On danse toujours à l’Opéra de Kiev, malgré les sirènes d’alarme qui continuent de rythmer la vie des habitants de la capitale ukrainienne et la guerre qui fait rage dans l’Est du pays. Aussi est-ce une chance exceptionnelle pour le public luxembourgeois que Natalia Matsak et Sergey Kryvokon aient accepté de se joindre à la production – somme toute modeste en comparaison de leur cadre de travail habituel – du Luxembourg Ballet.

L’événement est malheureusement resté un peu sous le radar du public lors des deux seules représentations à l’affiche au CAPE d’Ettelbrück. En revanche, le premier conseiller du ministère de la Culture, Jo Kox, a fait le déplacement. Une bonne nouvelle, alors que des réflexions sont en cours autour d’une future Maison de la Danse dont on voit mal comment elle pourrait faire l’impasse sur la danse classique.

Ego trip

Don Juan est la deuxième création de cette nouvelle compagnie fondée par la chorégraphe Volha Kastsel et la danseuse Victoria Tvardovskaya, deux artistes d’origine biélorusse qui ont travaillé sur les plus grandes scènes internationales avant de s’installer au Luxembourg. J’avais beaucoup aimé la manière dont Volha Kastsel avait revisité Casse-Noisette sur la scène du Château de Vianden en décembre 2021, avec trois danseurs et trois musiciens.

Son Don Juan  passe à la vitesse supérieure avec 11 danseurs sur scène, qui pour la plupart n’avaient jamais travaillé ensemble. L’alchimie fonctionne, signe du professionnalisme des interprètes qui ont eu moins de cinq semaines pour assembler ce ballet néo-classique aux accents contemporains. La pièce interroge en filigrane la mise en scène de soi et l’hédonisme dans l’environnement voyeuriste des réseaux sociaux – matérialisés par d’énormes yeux suspendus au-dessus de la scène.

Don Juan (un Sergey Kryvokon ténébreux), mais aussi son double opportuniste et manipulateur Sganarelle (Oleksey Busko), n’ont pas la partie facile pour mener à bien leurs conquêtes. Les faux-semblants et jeux de séduction se succèdent en moults péripéties et renversements  de rapports de force. Sous leurs voiles de tulle, les jeunes mariées abusées (Susanne Wessel, Sofia Binetti, Carine Baccega, Alice Brunner et Laura Guessan) n’ont pas dit leur dernier mot.

La chorégraphie fait la part belle aux portés acrobatiques dans lesquels excelle en particulier Victoria Tvardovskaya dans le rôle de Mathurine, la jeune paysanne qui rêve d’épouser Don Juan et s’y accroche à toute force.

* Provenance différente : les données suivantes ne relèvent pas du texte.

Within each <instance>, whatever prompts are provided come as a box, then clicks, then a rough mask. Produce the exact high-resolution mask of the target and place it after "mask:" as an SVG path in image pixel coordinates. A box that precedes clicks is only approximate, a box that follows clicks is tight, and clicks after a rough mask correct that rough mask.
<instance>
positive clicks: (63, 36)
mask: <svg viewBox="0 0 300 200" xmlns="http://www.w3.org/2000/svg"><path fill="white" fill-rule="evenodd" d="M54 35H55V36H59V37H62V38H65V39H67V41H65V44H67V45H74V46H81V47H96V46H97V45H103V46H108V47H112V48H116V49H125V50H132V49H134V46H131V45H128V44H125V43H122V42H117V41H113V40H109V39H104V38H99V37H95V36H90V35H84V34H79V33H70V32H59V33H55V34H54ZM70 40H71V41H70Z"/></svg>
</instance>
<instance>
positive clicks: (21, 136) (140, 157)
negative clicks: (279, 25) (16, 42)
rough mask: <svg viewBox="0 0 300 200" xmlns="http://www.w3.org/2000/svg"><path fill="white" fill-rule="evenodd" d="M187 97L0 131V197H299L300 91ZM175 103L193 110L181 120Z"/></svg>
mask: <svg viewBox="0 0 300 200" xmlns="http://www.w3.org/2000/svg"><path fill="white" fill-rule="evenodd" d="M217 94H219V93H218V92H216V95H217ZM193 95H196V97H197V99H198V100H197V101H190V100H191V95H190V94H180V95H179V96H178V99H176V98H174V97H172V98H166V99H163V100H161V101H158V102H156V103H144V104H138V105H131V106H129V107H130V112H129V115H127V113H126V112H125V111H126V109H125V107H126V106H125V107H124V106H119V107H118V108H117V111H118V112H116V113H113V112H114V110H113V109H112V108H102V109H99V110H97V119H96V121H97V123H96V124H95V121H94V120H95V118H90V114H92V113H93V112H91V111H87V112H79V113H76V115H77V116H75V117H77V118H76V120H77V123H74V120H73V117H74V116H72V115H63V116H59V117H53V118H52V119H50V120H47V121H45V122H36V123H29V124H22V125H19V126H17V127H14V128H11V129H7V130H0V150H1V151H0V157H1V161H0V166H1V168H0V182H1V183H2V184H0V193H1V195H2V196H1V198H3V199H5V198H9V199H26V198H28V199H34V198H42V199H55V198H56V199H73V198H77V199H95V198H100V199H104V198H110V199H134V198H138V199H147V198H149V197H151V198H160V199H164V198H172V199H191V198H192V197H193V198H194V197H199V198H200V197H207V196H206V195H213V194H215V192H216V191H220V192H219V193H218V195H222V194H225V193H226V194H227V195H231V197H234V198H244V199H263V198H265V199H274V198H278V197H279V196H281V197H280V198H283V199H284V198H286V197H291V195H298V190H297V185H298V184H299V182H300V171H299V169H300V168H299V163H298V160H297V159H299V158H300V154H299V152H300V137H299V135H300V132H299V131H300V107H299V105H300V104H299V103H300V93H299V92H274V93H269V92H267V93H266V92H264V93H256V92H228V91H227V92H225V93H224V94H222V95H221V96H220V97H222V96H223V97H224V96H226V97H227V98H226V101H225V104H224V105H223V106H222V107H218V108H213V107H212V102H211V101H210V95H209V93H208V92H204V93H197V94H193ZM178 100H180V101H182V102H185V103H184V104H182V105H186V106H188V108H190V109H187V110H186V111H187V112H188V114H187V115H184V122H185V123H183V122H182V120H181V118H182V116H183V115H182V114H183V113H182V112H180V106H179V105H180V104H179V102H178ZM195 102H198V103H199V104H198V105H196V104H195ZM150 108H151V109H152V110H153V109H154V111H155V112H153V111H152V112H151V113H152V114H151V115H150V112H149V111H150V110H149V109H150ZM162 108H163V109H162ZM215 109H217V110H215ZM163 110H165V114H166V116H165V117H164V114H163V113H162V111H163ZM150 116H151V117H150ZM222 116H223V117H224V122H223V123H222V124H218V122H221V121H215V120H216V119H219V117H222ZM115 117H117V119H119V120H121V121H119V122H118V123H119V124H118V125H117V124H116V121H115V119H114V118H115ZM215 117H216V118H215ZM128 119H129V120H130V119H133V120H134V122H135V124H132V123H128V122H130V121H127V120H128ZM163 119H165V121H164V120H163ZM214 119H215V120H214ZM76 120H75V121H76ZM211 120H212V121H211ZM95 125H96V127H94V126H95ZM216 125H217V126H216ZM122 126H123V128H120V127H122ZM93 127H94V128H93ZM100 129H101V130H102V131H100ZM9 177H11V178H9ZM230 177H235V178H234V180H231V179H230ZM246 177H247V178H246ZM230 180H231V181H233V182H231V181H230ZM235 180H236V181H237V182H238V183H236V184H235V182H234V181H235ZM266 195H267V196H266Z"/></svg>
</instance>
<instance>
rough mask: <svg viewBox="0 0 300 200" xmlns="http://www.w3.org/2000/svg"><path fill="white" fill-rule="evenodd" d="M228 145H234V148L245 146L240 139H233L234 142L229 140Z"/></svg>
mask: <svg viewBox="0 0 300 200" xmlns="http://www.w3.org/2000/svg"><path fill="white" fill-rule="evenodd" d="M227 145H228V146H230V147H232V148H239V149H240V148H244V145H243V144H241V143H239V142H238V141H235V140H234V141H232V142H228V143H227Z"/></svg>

Le couple Charlotte-Pierrot, très complice, a la fraîcheur joyeuse et spontanée des premiers amours. L’interprétation d’Ekaterina Provalinskaya et d’Artem Shoshin fait souffler un vent virevoltant et impertinent sur la scène.

Un couple magnétique

Ce duo contraste avec le magnétique couple formé par Sergey Kryvokon et Natalia Matsak en Donna Elvira. L’un des temps forts de la pièce est l’entrée en scène de la danseuse étoile, toute de noire vêtue, d’un pas souverain. Cette apparition suffit à suspendre le temps, à absorber l’énergie de la salle autour de sa personne. Cette même émotion culmine dans le magnifique pas de deux qu’elle interprète avec Sergey Kryvokon sur l’adagio du concerto pour piano n° 23 de Mozart, lequel ne pâlit pas de la comparaison avec la fameuse scène de L’Envol signée  par Preljocaj sur cette même musique dans Le Parc.

« Don Juan » de Volha Kastsel avec Natalia Matsak et Sergey Kryvokon (photo: Christian Kieffer)

Leur complicité rayonne dans l’évidence de leurs gestes, dans la fluidité des portés, dans la vibration qui émane de leurs corps enchevêtrés. La figure de Don Juan prend dès lors un tour beaucoup plus tragique que ne le laissait présager son assurance de beau mâle en début de spectacle. Le seul regard qui vaille n’est-il pas celui de l’amour ?

On peut se réjouir que ce Don Juan ait été accueilli au CAPE d’Ettelbrück. Seul bémol : il est dommage que d’autres coproducteurs ne se soient pas engagés sur ce projet qui aurait mérité davantage de moyens, notamment techniques.